Yappy Hour

Jun 3, 2015 at 2:41 pm
Yappy Hour

We all have that one friend.  The friend that’s not going to judge us, no matter how asinine our bar behavior is, no matter how embarrassing a hook up, no matter how many times you’ve tipped up a bottle of chardonnay while crying over an episode of Gilmore Girls (these are all hypothetical examples, of course). Sometimes, you need to take that friend out for drinks and repay her for that one frightful night in January when she thought you were dying, but you’d really just drunk a bottle of Fireball. And, what better time than when the humidity is really in town and so are the art fairs, music festivals and strategically hung canopy lights atop bar patios?

That one friend is my darling pup, who I adore gallivanting around town and hopping from festival to bar with. However, much to my dismay, many a Louisville activity has opted for a “no pets” policy these days — particularly Memorial Day weekend, when I was trying to drink some brews in the sunshine with my four-legged kiddo, only to be turned down by Boomtown Ball in New Albany, the Seven Sense Fest in St. Joseph’s neighborhood, Reggae Fest and more. Where, you ask, can you enjoy a pint with pup? I’ve cultivated a list of my favorite dog-friendly patios that welcome the whole family, so that you, too, can enjoy drinks alongside Fido and thank her for the only mild look of disapproval when you order a fourth bourbon.

Garage Bar, perhaps the greatest no-brainer for a stellar al fresco setup, boasts seat-yourself picnic tables, served seating under the covered “garage,” air hockey tables and the vintage bones of an old service station. Garage Bar is so pet friendly, they even play host to a “Yappy Hour” on the last Sunday of each month throughout Summer and Fall, where treats and an outdoor bar abound, and often local animal rescue organizations set up with adoptable cuties. Stick a fork in me: There are basil gimlets and Great Danes posing on Astroturf pyramids.

Vines and Canines, located in Douglass Loop (1985 Douglass Blvd.), has a concept that intertwines booze and dogs. Owner Marc Demichele says, “There are only two necessities in life: a good dog and a great bottle of wine.” A wine and bourbon market with a soon-to-launch Euro-wine nook outside, your pooch is invited to peruse with you an eclectic selection and socialize at their daily wine tastings. Marc and his team promote local animal adoptions and frequently host events for rescue groups, and if you get lucky, you can make a night of it with Great Flood Brewing Company just around the corner, which often has a food truck parked out front. Score!
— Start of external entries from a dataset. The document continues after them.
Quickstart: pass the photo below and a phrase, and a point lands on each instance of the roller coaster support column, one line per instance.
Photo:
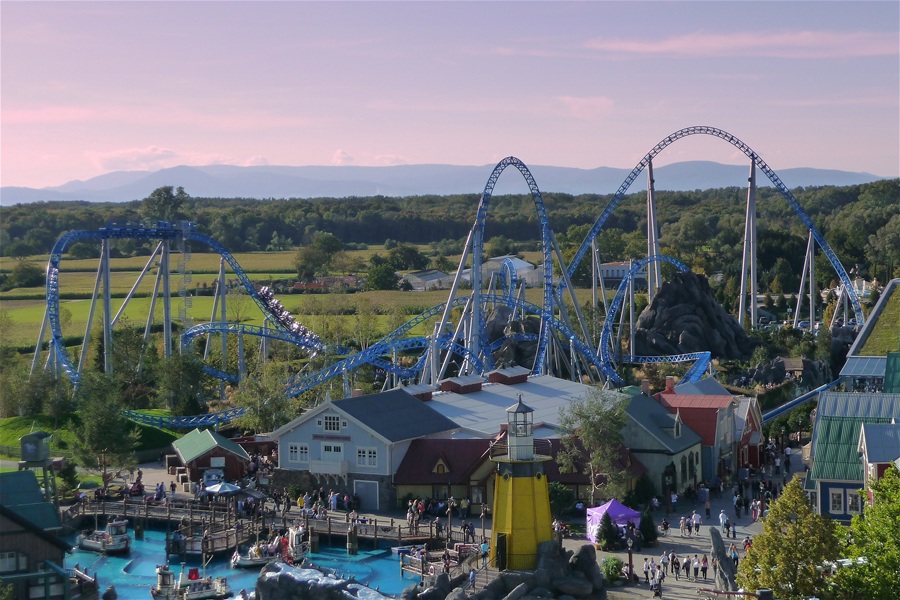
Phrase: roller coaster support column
(653, 271)
(167, 300)
(748, 264)
(809, 268)
(107, 312)
(86, 340)
(811, 257)
(631, 311)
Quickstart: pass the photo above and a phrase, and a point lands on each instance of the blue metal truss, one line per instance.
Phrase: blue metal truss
(760, 164)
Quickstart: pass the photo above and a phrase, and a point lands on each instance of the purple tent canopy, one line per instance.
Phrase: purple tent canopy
(618, 513)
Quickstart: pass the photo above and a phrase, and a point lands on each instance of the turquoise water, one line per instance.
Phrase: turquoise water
(134, 573)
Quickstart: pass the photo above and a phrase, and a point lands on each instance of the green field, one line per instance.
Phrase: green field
(886, 337)
(26, 306)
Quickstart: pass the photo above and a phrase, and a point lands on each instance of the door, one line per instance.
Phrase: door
(368, 494)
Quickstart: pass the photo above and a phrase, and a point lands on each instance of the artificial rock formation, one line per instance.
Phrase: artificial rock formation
(684, 317)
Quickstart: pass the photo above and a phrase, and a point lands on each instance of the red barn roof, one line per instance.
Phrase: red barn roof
(698, 411)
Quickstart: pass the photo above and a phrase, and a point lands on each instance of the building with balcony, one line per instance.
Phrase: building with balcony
(355, 445)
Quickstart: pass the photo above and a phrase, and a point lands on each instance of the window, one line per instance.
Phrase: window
(7, 562)
(837, 502)
(366, 457)
(332, 452)
(298, 453)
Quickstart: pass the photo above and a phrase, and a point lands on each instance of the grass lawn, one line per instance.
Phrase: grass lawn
(885, 337)
(13, 428)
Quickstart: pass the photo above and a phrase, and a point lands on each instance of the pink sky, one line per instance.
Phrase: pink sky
(93, 87)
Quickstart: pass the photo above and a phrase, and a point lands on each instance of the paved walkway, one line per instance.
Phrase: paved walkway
(683, 546)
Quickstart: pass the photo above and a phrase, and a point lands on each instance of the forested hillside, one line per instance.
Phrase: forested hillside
(704, 227)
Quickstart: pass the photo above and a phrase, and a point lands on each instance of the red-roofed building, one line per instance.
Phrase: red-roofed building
(712, 417)
(438, 468)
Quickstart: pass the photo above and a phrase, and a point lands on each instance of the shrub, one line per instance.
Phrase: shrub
(612, 568)
(648, 528)
(609, 535)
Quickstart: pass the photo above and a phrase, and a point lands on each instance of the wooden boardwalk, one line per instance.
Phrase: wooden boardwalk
(214, 528)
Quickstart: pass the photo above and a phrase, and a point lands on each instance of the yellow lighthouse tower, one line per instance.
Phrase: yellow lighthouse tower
(521, 519)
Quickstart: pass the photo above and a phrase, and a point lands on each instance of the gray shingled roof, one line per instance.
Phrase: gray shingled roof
(20, 492)
(882, 441)
(706, 386)
(660, 423)
(395, 415)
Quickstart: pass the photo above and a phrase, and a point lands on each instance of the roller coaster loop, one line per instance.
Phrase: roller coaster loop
(761, 165)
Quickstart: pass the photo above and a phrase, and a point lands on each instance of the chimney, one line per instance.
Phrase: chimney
(670, 384)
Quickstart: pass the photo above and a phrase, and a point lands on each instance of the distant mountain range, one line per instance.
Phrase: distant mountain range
(225, 181)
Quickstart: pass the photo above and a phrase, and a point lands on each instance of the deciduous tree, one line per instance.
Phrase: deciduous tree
(793, 543)
(595, 423)
(875, 537)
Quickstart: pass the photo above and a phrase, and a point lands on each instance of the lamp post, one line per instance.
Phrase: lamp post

The no-frills Germantown neighborhood watering hole, Nach Bar, can easily be confused with a dog park with beer taps, as there are commonly many dogs meandering around the bar greeting strangers off leash. Nach Bar was, up until recently, home to an awesome “gives no fucks” black cat named Magic (may he rest in peace as the mayor of Charles Street), and you still may find some cat hair in your beer from time to time. And, really, if a little cat hair bothers you, you don’t belong in Germantown anyway.

Apocalypse Brew Works, which straddles Clifton and Butchertown, albeit only open weekends, is highly dog friendly and actually sells dog treats made in house from brewer’s yeast. Upon entering their Memorial Day cookout, my boyfriend, our dogs and myself were greeted by owner Bill Krauth, who encouraged us to bring them inside (which they call the “fallout shelter”), where about five bar stools and the beer taps reside. And if you’re lucky like we were, Apocalypse will be playing host to the new V-Grits food truck in their parking lot, so you can enjoy some loaded BBQ mac-n-cheese with your Apollo IPA.

Make no mistake — I am well aware there are limitations, health codes, city permits, etc., when it comes to allowing our pup friends to enter a business or festival. I’m simply paying homage to those that have gone the extra mile to make sure Fido can partake in the fun (and be my designated driver at the end of the night, duh). I think it can be as simple as throwing an extra table or two out front, like Hilltop Tavern or Flanagan’s Ale House did. It’s no secret, like in many cases, that when it comes to allowing pets at certain events, one bad apple can ruin the bunch. I get it — a large Goldendoodle dragging down an elderly woman or a steaming pile of doo on the bottom of your new Toms is certainly a buzz kill. But, c’mon Greg, we all know that the geese were really the culprit when it came to crapping all over the Big Four Bridge.